La scommessa Lancia e la sfortunata stagione 1954

La scommessa Lancia e la sfortunata stagione 1954

A volte le cose più ovvie non sono poi così tanto ovvie.

Nel dicembre del 1953 il grande pilota Ascari e il suo caro amico e collega Villoresi si recano a Modena per discutere il nuovo contratto con la Ferrari, in quanto la scadenza del precedente è prevista per fine anno.

Anche se i due a breve saranno ufficialmente liberi di orientare la propria carriera dove meglio credono, nessuno si aspetta il loro allontanamento dalla scuderia del Cavallino, in particolare quello di Ascari, reduce da una stagione impressionante che l’ha visto laureato campione del mondo per la seconda volta consecutiva.

 

Ascari giunge quindi a Modena per un colloquio con Enzo Ferrari. È la prassi: tutto sembra facile e scontato, soprattutto la firma del campione, ma le cose vanno diversamente.

Il contratto rimane in bianco, sancendo l’abbandono della Ferrari da parte del pilota, e nel gennaio del 1954 arriva la firma presso la scuderia torinese Lancia. Ascari ha altri piani: abbracciare il nuovo progetto sportivo di Gianni Lancia volto a condurre la sua azienda nel mondo della Formula 1.

 

Già da tempo è noto a tutti che Ascari sta ricevendo altre offerte, anche molto profumate.

Il contratto Lancia è davvero vantaggioso: il compenso per il campione viene fissato ad un minimo di 25 milioni di lire aumentabili a 30, che la scuderia si impegna a versargli in ogni caso, anche nell’ipotesi che gli ingaggi e i premi non raggiungano tale cifra.

Finisce così il virtuoso sodalizio Ascari-Ferrari a favore di uno nuovo, inedito, che lascia increduli i numerosissimi tifosi.

Alla Ferrari resta il rammarico di non aver potuto offrire quanto altre case automobilistiche hanno assicurato al campione in un’epoca in cui è in atto una vera e propria “caccia” ai piloti più abili, ai cosiddetti assi.

 

È il 20 febbraio 1954 e Ascari si trova a Torino, all’Aeroporto di Caselle, per compiere il primo collaudo della D50, l’inedita Formula 1 della marca piemontese.

Lo sviluppo e la messa a punto della monoposto, tuttavia, richiederanno ancora molti mesi e l’esordio in gara potrà avvenire solo a fine stagione.

È presente anche Gianni Lancia in persona, con cui scatta una fotografia che rimarrà nella Storia.

 

Il debutto con la nuova marca avviene a marzo, in occasione della 12 Ore di Sebring.

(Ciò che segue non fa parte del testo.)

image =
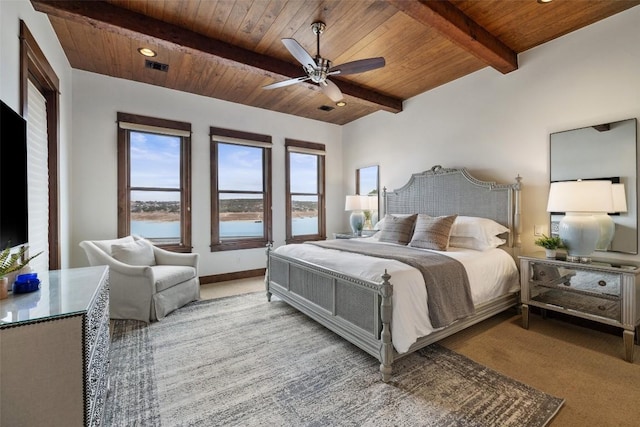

Le Lancia sono veloci, ma davvero fragili, così Ascari è costretto al ritiro mentre si trova in seconda posizione.

La competizione successiva ha esito completamente diverso: Ascari si presenta al via della Mille Miglia con una Lancia D24 barchetta e conquista un inatteso successo, il primo per la scuderia torinese.

Sempre su una vettura Sport è poi impegnato ad Oporto con una monoposto con motore da 3800cc, ma si ritira per un guasto a sei giri dal termine.

 

La Lancia può ancora solo gareggiare nella categoria sport perché le vetture da Gran Premio, le D50, non sono ancora pronte.

Ascari riceve quindi una speciale deroga dalla Lancia che gli permette di correre per il Campionato mondiale di Formula 1 al volante di una Maserati 250F e, in occasione del Gran Premio d’Italia a Monza, con la Ferrari, nel tentativo di contrastare la Mercedes che era ritornata alle corse con Fangio.

Il pilota conclude ogni corsa con un ritiro e la stagione 1954 si rivela in generale piuttosto sfortunata.

 

Ad ottobre le Lancia D50 sono ultimate e il pilota esordisce finalmente al volante della nuova vettura in occasione all'utlima prova del mondiale a Barcellona.

Ascari riesce a segnare il miglior tempo in tutte le sessioni di prova conquistando così la sua quattordicesima pole position, ma in gara è purtroppo costretto al ritiro dopo appena dieci giri a causa di un guasto alla frizione.

In quell’occasione riesce comunque a realizzare il giro più veloce, il dodicesimo in una corsa iridata.

 

Nonostante un po’ di sfortuna, sembra ormai chiaro che la stagione successiva sarà un successo: grazie alle nuove e velocissime vetture da Gran Premio Lancia, è finalmente pronto a misurarsi con le Mercedes, finora trionfatrici, e a batterle.

Ma, ancora una volta, le cose non sono così ovvie.